The timing and accuracy of SLNB for nodal management after NAC

One discussion this week included nodal management after neoadjuvant chemotherapy (NAC).


Reference: Pilewskie M and Morrow M. Axillary nodal management following neoadjuvant chemotherapy. JAMA Oncology. 2017 Apr 1;3(4):549-555.

Summary: The increasing use of NAC has raised questions about the optimal approach to the axilla, including accuracy and timing of sentinel lymph node biopsy (SLNB) in patients who are clinically node negative (cN0) at presentation, use of NAC to avoid axillary lymph node dissection (ALND) in patients presenting with node-positive disease, and the relative importance of pre-and post-NAC stage in predicting the risk of locoregional recurrence (LRR).
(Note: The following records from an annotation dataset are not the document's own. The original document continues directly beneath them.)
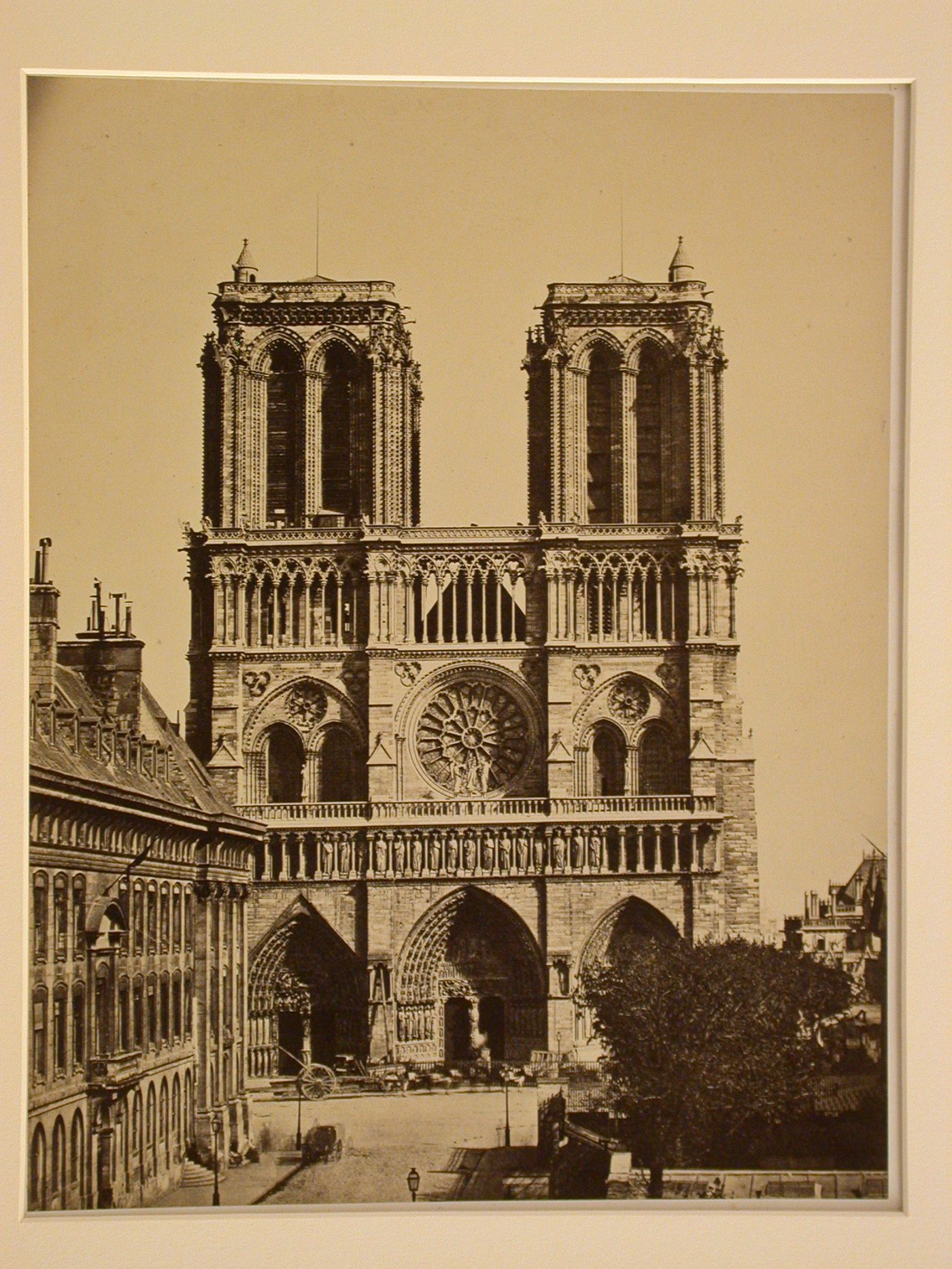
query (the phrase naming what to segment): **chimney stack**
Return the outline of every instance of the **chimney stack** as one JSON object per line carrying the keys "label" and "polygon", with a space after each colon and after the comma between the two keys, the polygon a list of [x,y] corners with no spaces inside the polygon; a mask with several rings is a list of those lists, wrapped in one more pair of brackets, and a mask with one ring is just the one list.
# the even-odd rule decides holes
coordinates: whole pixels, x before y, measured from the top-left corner
{"label": "chimney stack", "polygon": [[109,591],[113,622],[107,626],[103,584],[93,580],[85,631],[60,643],[60,662],[77,670],[119,728],[137,731],[142,703],[142,641],[132,633],[132,604],[124,591]]}
{"label": "chimney stack", "polygon": [[48,579],[50,547],[50,538],[39,539],[29,584],[29,690],[44,704],[55,697],[56,632],[60,628],[60,591]]}

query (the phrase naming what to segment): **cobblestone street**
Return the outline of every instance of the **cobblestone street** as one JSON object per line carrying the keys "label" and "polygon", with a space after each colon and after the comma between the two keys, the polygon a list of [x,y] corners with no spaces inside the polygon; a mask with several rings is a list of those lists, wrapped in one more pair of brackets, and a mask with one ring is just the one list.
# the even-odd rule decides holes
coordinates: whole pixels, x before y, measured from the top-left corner
{"label": "cobblestone street", "polygon": [[[269,1131],[284,1141],[297,1126],[296,1103],[258,1108]],[[501,1091],[341,1098],[306,1103],[303,1131],[314,1123],[338,1126],[344,1155],[333,1164],[305,1167],[267,1202],[406,1203],[406,1175],[420,1174],[418,1202],[547,1197],[536,1165],[536,1093],[509,1094],[512,1147],[503,1146]]]}

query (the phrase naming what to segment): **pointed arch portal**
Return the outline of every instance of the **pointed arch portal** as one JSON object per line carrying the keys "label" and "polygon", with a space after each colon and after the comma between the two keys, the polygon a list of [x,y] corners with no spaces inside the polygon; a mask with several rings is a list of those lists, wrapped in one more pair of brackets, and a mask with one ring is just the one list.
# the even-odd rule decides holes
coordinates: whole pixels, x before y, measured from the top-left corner
{"label": "pointed arch portal", "polygon": [[258,947],[248,986],[253,1077],[294,1076],[302,1062],[366,1053],[358,958],[303,901]]}
{"label": "pointed arch portal", "polygon": [[546,1047],[542,956],[524,921],[475,886],[410,933],[396,978],[397,1057],[527,1061]]}

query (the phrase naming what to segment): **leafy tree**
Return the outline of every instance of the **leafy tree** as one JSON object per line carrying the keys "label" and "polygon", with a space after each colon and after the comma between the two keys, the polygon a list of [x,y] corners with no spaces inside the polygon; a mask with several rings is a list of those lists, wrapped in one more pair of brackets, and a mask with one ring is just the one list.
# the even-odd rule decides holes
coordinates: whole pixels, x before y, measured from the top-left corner
{"label": "leafy tree", "polygon": [[665,1167],[809,1104],[823,1024],[850,999],[842,968],[736,938],[628,940],[581,986],[651,1198]]}

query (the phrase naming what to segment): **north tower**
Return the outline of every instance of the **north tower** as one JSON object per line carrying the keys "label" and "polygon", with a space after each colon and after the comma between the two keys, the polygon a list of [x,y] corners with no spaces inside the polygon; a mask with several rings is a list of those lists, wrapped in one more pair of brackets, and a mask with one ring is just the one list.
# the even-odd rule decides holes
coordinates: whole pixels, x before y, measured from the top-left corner
{"label": "north tower", "polygon": [[585,1049],[592,958],[758,926],[736,693],[740,524],[683,247],[556,283],[529,331],[532,523],[419,523],[390,283],[218,288],[189,739],[269,825],[249,1075],[338,1052]]}

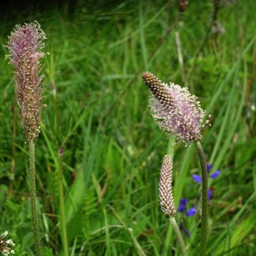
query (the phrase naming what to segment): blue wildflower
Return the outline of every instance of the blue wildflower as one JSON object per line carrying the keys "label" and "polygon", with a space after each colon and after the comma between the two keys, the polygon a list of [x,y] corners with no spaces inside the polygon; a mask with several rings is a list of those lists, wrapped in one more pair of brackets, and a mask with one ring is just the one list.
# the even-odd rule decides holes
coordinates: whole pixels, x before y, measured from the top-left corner
{"label": "blue wildflower", "polygon": [[193,174],[192,175],[192,178],[196,183],[200,183],[202,182],[202,177],[198,175],[197,174]]}
{"label": "blue wildflower", "polygon": [[190,232],[188,228],[185,228],[185,233],[187,235],[188,238],[190,238]]}
{"label": "blue wildflower", "polygon": [[212,190],[211,189],[208,189],[208,192],[207,192],[207,199],[208,201],[210,201],[211,199],[212,199],[213,197],[213,192]]}
{"label": "blue wildflower", "polygon": [[212,168],[212,164],[207,164],[206,166],[206,169],[207,170],[208,172],[210,172],[210,170]]}

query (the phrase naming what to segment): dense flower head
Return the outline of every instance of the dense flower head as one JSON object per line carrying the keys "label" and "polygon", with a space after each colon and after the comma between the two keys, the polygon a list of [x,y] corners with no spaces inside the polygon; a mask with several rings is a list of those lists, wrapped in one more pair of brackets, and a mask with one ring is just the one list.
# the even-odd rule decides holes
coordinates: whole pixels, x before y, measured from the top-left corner
{"label": "dense flower head", "polygon": [[151,114],[168,136],[174,135],[186,145],[199,140],[205,111],[200,107],[196,97],[188,88],[178,84],[161,82],[156,76],[145,72],[142,78],[152,92],[150,99]]}
{"label": "dense flower head", "polygon": [[162,163],[159,185],[160,208],[168,217],[174,216],[176,211],[172,195],[172,159],[171,156],[165,155]]}
{"label": "dense flower head", "polygon": [[39,115],[41,102],[42,76],[40,60],[45,35],[37,22],[16,25],[4,45],[10,54],[6,57],[14,67],[15,92],[21,108],[22,124],[27,141],[35,140],[40,132]]}
{"label": "dense flower head", "polygon": [[4,256],[8,256],[10,253],[14,254],[13,250],[11,249],[8,246],[14,246],[15,245],[12,239],[6,239],[7,235],[8,232],[6,231],[3,233],[0,237],[0,252],[1,252]]}

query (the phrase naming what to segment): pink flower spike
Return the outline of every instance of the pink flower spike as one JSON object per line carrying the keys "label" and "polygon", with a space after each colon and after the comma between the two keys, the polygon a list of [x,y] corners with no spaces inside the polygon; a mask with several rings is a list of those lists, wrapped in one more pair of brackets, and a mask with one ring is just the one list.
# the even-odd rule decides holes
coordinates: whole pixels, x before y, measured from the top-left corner
{"label": "pink flower spike", "polygon": [[167,136],[175,136],[186,145],[201,139],[200,131],[209,121],[203,123],[205,111],[196,97],[188,88],[166,84],[152,73],[145,72],[142,79],[153,95],[151,114]]}
{"label": "pink flower spike", "polygon": [[6,56],[14,67],[15,92],[21,108],[22,124],[27,142],[35,140],[40,132],[39,115],[42,76],[40,60],[44,56],[42,49],[45,35],[35,21],[20,26],[16,25],[4,45],[10,54]]}

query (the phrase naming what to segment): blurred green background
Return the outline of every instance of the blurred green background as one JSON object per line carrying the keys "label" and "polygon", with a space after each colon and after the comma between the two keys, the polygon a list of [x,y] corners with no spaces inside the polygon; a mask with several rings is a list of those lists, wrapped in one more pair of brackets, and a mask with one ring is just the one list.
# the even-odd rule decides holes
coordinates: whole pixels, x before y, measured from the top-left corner
{"label": "blurred green background", "polygon": [[[70,255],[179,255],[159,208],[163,157],[174,150],[173,196],[189,255],[200,247],[200,174],[193,145],[172,147],[150,116],[141,74],[189,88],[211,114],[202,144],[212,170],[209,255],[255,255],[256,5],[251,1],[1,1],[0,42],[37,20],[46,34],[38,207],[44,255],[61,255],[58,150]],[[185,6],[186,7],[186,6]],[[0,233],[33,255],[28,147],[12,67],[0,47]],[[189,206],[190,205],[190,206]],[[190,237],[184,228],[190,232]]]}

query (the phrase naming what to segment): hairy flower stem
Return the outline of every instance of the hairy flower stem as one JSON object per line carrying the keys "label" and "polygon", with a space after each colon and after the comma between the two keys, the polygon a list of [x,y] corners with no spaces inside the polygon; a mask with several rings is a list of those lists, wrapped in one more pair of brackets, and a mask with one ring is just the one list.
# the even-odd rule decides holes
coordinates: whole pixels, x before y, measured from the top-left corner
{"label": "hairy flower stem", "polygon": [[175,233],[177,239],[178,240],[178,243],[180,246],[181,253],[183,256],[187,256],[187,251],[186,250],[185,244],[184,243],[182,236],[181,236],[180,229],[179,228],[178,225],[177,225],[177,222],[174,217],[171,216],[169,217],[170,222],[172,224],[172,227],[173,228],[174,232]]}
{"label": "hairy flower stem", "polygon": [[202,171],[202,220],[201,220],[201,250],[200,255],[206,255],[206,241],[207,236],[207,171],[206,161],[201,144],[199,141],[195,141],[197,152],[201,164]]}
{"label": "hairy flower stem", "polygon": [[39,237],[38,223],[36,214],[36,169],[35,164],[35,141],[29,141],[29,169],[30,169],[30,197],[31,202],[31,215],[33,232],[34,234],[36,256],[41,255]]}
{"label": "hairy flower stem", "polygon": [[63,185],[63,168],[61,153],[59,152],[59,172],[58,172],[59,202],[61,218],[61,240],[63,246],[64,255],[68,256],[68,239],[67,236],[66,220],[65,216],[64,193]]}

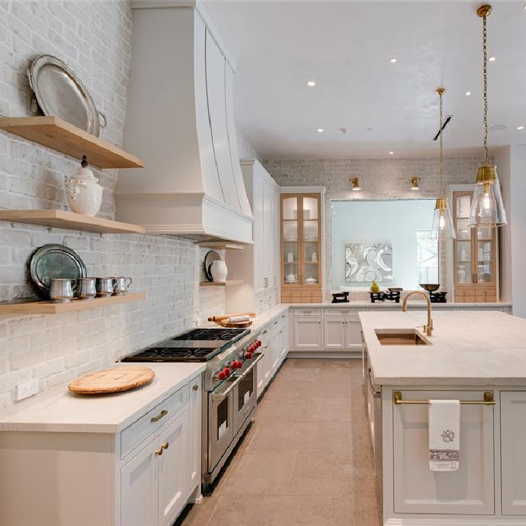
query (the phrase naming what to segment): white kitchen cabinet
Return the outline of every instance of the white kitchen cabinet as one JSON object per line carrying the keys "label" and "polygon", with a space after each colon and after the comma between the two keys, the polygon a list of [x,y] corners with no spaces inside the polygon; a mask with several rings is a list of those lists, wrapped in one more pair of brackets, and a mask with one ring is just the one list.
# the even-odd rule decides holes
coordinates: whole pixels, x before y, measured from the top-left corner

The decrease in nodal metastases in cN0 patients undergoing post-NAC axillary staging and the increasing rates of pCR in the breast in patients treated with current chemotherapy regimens led to the study of SLNB among patients presenting with cN+ disease. Table 3 (below) summarizes data from three prospective, multi-institutional trials assessing the accuracy of SLNB after NAC among node-positive patients.

SLNB

The authors conclude: NAC reduces the need for ALND, and SLNB is an accurate
method of determining nodal status post NAC. The demonstration that SLNB accurately stages the axilla after NAC regardless of the presenting nodal stage (cN0, cN1) provides an important rationale for the use of NAC for axillary downstaging in patients who are candidates for breast-conserving surgery at presentation or who desire mastectomy. SLN identification rates and FNRs in those who are cN0 are similar to those seen with initial SLN surgery, and nodal recurrence after a negative SLNB is uncommon.

 

Additional Reading: Boughey JC, et al. Sentinel lymph node surgery after neoadjuvant chemotherapy in patients with node-positive breast cancer: the ACOSOG Z1071 (Alliance) clinical trial. JAMA. 2013 Oct 9;310(14):1455-1461. doi:10.1001/jama.2013.278932.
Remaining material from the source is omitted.